Lost Saints: Silence, Gender, and Victorian Literary Canonization.
Lost Saints: Silence, Gender, and Victorian Literary Canonization. By TRICIA LOOTENS. (Victorian Literature and Culture Series) Charlottesville and London: University Press of Virginia. 1996.xi+243 pp. $35.In her preface to Lost Saints, Tricia Lootens explains how 'what began as a reception study was transformed into a study of the formation of a literary legend' (p. 3). Starting her doctoral project with the intention of finding out how Elizabeth Barrett Browning came to be excluded from the canon, Lootens came to realize that 'the process of decanonization was much more complex and ambiguous than I had thought' (pp. 1-2). Strangely it appeared that Barrett Browning's diminishment took place as much through expressions of reverence as through hostility. Gradually perceiving that the links between canon formation and religious canonization were not as contingent as they have seemed to many, Lootens understood the need for a more in-depth study of the nature of nineteenth-century canonicity. She discovered that the language of religious sanctity was commonly appropriated to honour writers who were 'revered' as secular saints, but that where this practice was extended to women, ideological conceptions of sanctified femininity tended to magnify the woman at the expense of her work which could only ever be secondary to the legend.
The first three chapters of Lost Saints examine the process of literary canonization. 'Saint Shakespeare and the "Body" of the Text' examines the various means by which the sainted writer's text could be regarded as a relic or monument and shows how critics and editors 'proclaimed themselves as authorized to reshape the "bodies" of texts' (p. 9); a reshaping which could involve 'purging', emendation, and reconstruction in the hope of producing a worthy memorial. 'Poet Worship Meets Woman Worship' shows how the inherited models of medieval female sanctity contributed to the Victorian literary canonization of women with its 'conservative constructions of feminine glory' and created 'a virtual recipe for critical disappearance' (p. 10). Chapter 3: 'Shakespeare's Heroines and Nineteenth-Century Literary Study' shows how Shakespeare's female characters were themselves seen as models, either as timeless, almost interchangeable types or monuments of 'the sex', or (and this represents a more liberal point of view) as highly individualized and historicized portraits of vital women.

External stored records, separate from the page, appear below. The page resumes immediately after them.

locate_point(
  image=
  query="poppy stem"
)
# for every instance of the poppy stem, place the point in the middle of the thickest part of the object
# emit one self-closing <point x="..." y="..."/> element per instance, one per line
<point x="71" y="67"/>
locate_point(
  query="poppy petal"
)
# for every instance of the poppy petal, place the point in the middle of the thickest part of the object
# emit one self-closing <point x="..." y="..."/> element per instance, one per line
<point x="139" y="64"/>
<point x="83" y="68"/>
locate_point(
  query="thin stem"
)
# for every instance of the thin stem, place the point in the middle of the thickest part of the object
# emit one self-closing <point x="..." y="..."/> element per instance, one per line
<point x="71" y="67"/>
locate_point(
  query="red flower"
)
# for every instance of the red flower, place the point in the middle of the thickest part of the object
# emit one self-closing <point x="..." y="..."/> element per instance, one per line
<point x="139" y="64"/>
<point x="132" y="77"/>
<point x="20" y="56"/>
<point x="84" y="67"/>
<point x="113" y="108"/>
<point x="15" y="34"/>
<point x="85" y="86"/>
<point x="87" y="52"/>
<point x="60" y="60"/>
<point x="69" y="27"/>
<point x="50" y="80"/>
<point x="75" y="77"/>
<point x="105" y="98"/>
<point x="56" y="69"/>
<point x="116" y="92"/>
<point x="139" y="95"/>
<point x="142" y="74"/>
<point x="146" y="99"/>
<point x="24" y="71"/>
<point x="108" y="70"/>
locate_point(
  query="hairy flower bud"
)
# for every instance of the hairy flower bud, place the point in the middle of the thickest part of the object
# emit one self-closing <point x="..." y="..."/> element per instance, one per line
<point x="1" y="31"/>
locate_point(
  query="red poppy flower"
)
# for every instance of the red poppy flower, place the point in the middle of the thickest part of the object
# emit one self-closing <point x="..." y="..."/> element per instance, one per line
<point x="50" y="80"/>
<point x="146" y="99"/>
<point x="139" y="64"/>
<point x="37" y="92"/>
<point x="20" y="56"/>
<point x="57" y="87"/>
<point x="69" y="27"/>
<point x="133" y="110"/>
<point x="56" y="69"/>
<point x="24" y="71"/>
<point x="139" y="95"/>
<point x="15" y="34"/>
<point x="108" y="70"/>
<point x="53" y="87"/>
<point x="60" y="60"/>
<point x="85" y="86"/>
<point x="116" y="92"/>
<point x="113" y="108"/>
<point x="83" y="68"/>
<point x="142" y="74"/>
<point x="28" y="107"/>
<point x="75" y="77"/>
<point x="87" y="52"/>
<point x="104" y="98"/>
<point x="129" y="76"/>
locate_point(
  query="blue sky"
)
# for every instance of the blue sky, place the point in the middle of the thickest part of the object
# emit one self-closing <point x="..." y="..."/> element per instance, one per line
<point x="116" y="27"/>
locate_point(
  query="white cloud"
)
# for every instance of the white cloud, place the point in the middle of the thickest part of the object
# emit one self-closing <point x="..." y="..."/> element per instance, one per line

The last two chapters examine the canonization of the two most famous Victorian women poets, Elizabeth Barrett Browning and Christina Rossetti. After her death Barrett Browning's reputation shifted from 'Queen of Song' (a title that necessitated the erasure of her political verse) to romantic heroine. As Barrett Browning's specifically literary standing waned, Rossetti was made a competitor for the title of 'supreme' woman poet although, as Lootens shows, the terms of the competition have less to do with literary merit than with ideals of womanhood.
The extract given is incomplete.